PEN fête la Journée internationale de la langue maternelle 2014


Chers amis,

C’est avec un plaisir renouvelé que je vous écris, cette  année encore, à l’occasion de la Journée internationale de la langue maternelle que nous célébrons annuellement à PEN International. En fait, lorsque nous célébrons la langue, nous célébrons aussi la vie, l’humanité qu’elle nous confère, cette langue. Il ne suffit pas de respirer, de manger, de grandir : il faut encore faire toutes ces choses en tant qu’êtres humains, capables, par le biais de la langue, de penser, d’aimer, de communiquer, d’éprouver de la joie, et de tenter d’influer sur notre environnement, de le façonner, de l’enrichir.
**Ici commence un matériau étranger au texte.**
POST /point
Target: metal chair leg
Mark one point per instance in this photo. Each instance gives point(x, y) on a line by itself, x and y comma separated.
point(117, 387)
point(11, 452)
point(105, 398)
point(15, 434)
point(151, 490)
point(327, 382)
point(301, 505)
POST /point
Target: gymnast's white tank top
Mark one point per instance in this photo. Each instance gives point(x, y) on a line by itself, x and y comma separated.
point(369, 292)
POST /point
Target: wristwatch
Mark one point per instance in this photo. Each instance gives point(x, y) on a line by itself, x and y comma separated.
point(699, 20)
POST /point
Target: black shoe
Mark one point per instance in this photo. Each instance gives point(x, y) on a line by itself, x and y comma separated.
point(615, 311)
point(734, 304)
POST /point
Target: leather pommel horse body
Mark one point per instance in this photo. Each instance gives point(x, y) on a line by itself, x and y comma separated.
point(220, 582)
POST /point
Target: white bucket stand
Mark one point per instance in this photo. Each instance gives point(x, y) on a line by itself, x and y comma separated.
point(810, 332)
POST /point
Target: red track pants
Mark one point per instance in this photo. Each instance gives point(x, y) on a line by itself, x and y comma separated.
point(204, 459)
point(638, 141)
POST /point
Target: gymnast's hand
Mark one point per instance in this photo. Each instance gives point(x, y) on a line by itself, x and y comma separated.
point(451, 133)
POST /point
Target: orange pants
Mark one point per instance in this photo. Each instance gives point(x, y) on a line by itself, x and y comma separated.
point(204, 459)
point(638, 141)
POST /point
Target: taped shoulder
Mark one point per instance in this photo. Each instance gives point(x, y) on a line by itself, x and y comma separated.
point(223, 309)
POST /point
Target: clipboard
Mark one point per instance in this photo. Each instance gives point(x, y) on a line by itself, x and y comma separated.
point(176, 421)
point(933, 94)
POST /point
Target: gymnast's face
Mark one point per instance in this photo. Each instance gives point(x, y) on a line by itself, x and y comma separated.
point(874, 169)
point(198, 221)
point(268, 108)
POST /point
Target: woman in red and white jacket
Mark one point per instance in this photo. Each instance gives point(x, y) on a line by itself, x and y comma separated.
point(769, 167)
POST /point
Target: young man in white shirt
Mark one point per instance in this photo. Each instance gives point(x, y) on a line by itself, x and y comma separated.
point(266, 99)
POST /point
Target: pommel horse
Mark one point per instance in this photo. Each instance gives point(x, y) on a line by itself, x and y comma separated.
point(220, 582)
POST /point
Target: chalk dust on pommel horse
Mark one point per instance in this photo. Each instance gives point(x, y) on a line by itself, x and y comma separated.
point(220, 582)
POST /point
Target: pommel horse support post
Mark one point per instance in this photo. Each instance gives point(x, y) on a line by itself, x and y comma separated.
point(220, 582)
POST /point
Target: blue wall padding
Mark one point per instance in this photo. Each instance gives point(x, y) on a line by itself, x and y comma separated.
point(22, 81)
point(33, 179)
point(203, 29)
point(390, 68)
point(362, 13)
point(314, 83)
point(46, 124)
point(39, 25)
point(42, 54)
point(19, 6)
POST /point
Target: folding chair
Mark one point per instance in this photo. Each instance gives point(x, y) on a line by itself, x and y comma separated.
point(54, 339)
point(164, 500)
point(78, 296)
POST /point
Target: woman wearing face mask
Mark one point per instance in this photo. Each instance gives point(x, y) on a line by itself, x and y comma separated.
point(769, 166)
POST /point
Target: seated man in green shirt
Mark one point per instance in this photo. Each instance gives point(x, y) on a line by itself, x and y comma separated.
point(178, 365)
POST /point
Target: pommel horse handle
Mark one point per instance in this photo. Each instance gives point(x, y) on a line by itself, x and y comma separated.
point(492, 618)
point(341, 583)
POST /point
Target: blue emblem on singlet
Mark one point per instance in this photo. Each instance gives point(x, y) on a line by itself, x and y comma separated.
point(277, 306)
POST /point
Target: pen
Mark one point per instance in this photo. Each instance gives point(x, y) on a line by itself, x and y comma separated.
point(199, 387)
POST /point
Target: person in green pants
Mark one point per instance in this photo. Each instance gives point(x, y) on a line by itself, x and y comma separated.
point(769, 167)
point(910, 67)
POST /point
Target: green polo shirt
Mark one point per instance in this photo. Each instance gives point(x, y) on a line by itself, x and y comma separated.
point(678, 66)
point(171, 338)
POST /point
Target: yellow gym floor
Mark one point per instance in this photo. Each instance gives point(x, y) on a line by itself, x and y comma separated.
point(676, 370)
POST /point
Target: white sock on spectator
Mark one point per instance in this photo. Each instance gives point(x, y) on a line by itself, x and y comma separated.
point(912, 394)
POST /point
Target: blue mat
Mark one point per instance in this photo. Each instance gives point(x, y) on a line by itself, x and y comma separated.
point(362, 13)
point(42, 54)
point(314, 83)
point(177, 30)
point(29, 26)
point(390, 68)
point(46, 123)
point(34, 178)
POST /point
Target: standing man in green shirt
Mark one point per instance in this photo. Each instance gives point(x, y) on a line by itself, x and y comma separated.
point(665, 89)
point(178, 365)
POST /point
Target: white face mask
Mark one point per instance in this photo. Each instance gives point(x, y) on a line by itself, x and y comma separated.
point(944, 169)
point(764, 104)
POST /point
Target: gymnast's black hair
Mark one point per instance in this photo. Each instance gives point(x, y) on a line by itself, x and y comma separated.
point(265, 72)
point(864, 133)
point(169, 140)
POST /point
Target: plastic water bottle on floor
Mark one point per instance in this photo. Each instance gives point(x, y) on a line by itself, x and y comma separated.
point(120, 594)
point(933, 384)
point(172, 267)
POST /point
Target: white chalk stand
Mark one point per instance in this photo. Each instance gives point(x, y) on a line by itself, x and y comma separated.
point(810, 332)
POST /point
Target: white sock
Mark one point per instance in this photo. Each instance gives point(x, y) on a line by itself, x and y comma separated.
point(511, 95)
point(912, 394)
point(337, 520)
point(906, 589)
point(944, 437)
C’est le fait même de disposer d’une langue qui nous permet de faire toutes ces choses. Comme nous le rappelle en son point 3 le manifeste que nous avons adopté à Gérone, « Tous les individus apprennent à parler au cœur d’une communauté qui leur donne la vie, une langue, une culture et une identité. » C’est cette langue même, apprise au sein de notre communauté, qui nous fait Hommes. Aux côtés de l’UNESCO et d’autres organisations internationales, PEN International défend une position selon laquelle ¦toutes les langues doivent pouvoir survivre, être disséminée, lues et entendues, qu’elles soient parlées par des millions de gens ou seulement par quelques-uns. Il va sans dire que la diversité linguistique et culturelle est un élément essentiel du développement durable de l’Humanité, et de la défense de la Paix.

C’est dans cet esprit que j’ai l’immense plaisir de vous faire part d’une excellente nouvelle : avec l’aide du Fonds international pour la diversité culturelle de l’UNESCO, PEN International lance, en 2014, un projet qui a pour but d’étudier l’impact de certains obstacles et politiques culturelles sur les écrivains qui travaillent dans une langue menacée. Ce projet, qui se concentrera tout particulièrement sur la situation au Kenya, en Haïti, en Serbie et au Nigéria, entend promouvoir la créativité plurilingue dans ces pays et prendre les mesures nécessaires à la diffusion de leurs littératures minoritaires respectives.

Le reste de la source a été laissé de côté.